A great honor. But she told me last week that despite her legal victory, soaring oil prices emanating from the Ukraine war have put renewed pressure on her Indigenous community’s forests. As she put it, “The oil is in the forest, and they think our home is the solution.”

As John Reid, the senior economist for Nia Tero, explained, “Supply shocks from Ukraine and Russia become demand shocks across the world, including in the intact forests, because the intact forests are all big potential suppliers of agricultural commodities, gold, oil, gas and wood.” (Reid and Thomas E. Lovejoy wrote “Ever Green: Saving Big Forests to Save the Planet,” an outstanding primer on the vital role intact forests play in sustaining the biosphere.)
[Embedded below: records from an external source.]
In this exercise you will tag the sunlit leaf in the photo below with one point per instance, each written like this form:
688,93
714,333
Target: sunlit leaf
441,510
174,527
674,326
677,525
Hindou Oumarou Ibrahim is a leader of the Mbororo pastoralist people in Chad. It is bad enough, she told me, that Lake Chad has lost about 90 percent of its water and many of its species, but now people in her community are asking her: “Why has the price of flour and fuel gone up so high? Russia and Ukraine are very far away, so why are we hurt?” They don’t understand how the shocks of a war in Ukraine can radiate far enough to hit even landlocked, sub-Saharan Chad.

“When the war started,” added Ibrahim, “the African countries were asked to choose a side. And all we were thinking is that we need food. This war has become a big problem for all of us.” Everywhere she turns now, she added, Chinese companies are looking for land for industrial agriculture, which is a huge problem for her pastoralist people.

“For Indigenous peoples, the land is everything,” Ibrahim wrote in an essay last week in The Mail & Guardian, which is based in South Africa. “It is the source of our food, shelter and medicine, as well as the wellspring of our culture and history. Over countless generations, we have learned to live well on our land. We know how to protect it, how to restore it and how to serve as its engineers and nurturers rather than its destroyers.”

Unfortunately, some greedy leaders, like President Jair Bolsonaro of Brazil, resent the fact that Indigenous peoples control precious resources — in the case of Brazil, over 13 percent of its territory, much of it intact forest. Brazil bought $3.5 billion worth of fertilizer from Russia last year, a flow now constricted by Western sanctions. So as soon as the war started creating fertilizer shortages, Bolsonaro blurted out: “This crisis is a good opportunity for us,” The Washington Post reported. “Where there’s Indigenous land, there are riches beneath it.”

He then moved to pass legislation that would enable companies to mine potassium from Indigenous people’s forests so Brazil can make more of its own fertilizer.